When he noticed the robot begin to malfunction, Williams went to get his own parts. Unnoticed by Williams, the robot began to work again and struck him in the head, killing him instantly. For nearly 30 minutes, it continued to operate, until Robert’s coworkers discovered his body. His family was eventually awarded $10 million in damages, since there were virtually no safety measures in place at the factory. On a side note, nearly four percent of American factories which contain robots have had a “major robotic accident.”
3 Sealed In A Chest Of Rice
Crown Prince Sado, the heir to the Korean throne during the 1700s, was not a favorite of his father, King Yongjo (or Yeongjo). Prone to illness, sleep disorders, and delusions throughout his life, Sado was also a terribly violent person, beating and raping basically everyone in court. He eventually began strolling through Seoul in disguise and would kill people at random. Yongjo even abdicated the throne for a short while, hoping it would spur his son to responsibility, before retaking it when his effort proved fruitless.
After having grown tired of Sado’s actions, as well as naming his Sado’s son the new successor, King Yongjo declared Sado unfit to rule and ordered him to commit suicide in 1762. When he refused to take his own life, the king had him sealed inside a chest of rice in the middle of the palace courtyard. Sado is said to have survived for eight days before finally dying. Upon the ascension of his son Jeongjo, Sado’s reputation was cleaned up, with Jeongjo proclaiming he was “the son of Prince Sado.”
2 Uncontrollable Laughter
It seems the ancient Greeks had a market on unusual deaths, as another one makes the list. Zeuxis, a Greek painter in the fifth century BC, was renowned and described as one of the greatest painters of his time. (Unfortunately, none of his works still exist.) For his painting of Helen of Troy, he assembled the five most beautiful women of the city and combined their features to create his composite. He would often paint his patrons as gods or goddesses, and that is what caused his death.
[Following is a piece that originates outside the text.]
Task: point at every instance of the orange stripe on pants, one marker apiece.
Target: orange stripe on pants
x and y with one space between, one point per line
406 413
Asked by a wealthy old woman to paint her as the goddess Aphrodite, Zeuxis agreed and completed the painting. When he looked at his work, as well as the woman who modeled for it, he burst out laughing and died because he couldn’t stop. In a related death, the Stoic philosopher Chrysippus is said to have laughed himself to death after seeing a donkey eat some figs and ordering that it be given wine.
1 A Christian Mob Wielding Oysters
Hypatia, one of the greatest female thinkers in antiquity, was born in either AD 350 or 370. Living almost her entire life in the great city of Alexandria, the center of learning at the time, Hypatia was renowned for her intellectual prowess. However, she was a pagan, and that fact irritated the Christians of the city. Cyril, the patriarch (archbishop) of the Alexandria, took offense to Hypatia’s relationship with Orestes, his rival, and proclaimed her to be an enemy.
Heeding Cyril’s call and under the direction of Peter the Lector, a mob attacked Hypatia in 415 and dragged her to the Caesareum, which was a Christian church at the time, stripping her naked when they arrived. They then proceeded to strike her with oyster shells, killing her. (Some translations put the murder weapons as tiles or pot shards.) Afterward, they took her remains outside the city walls and burned them.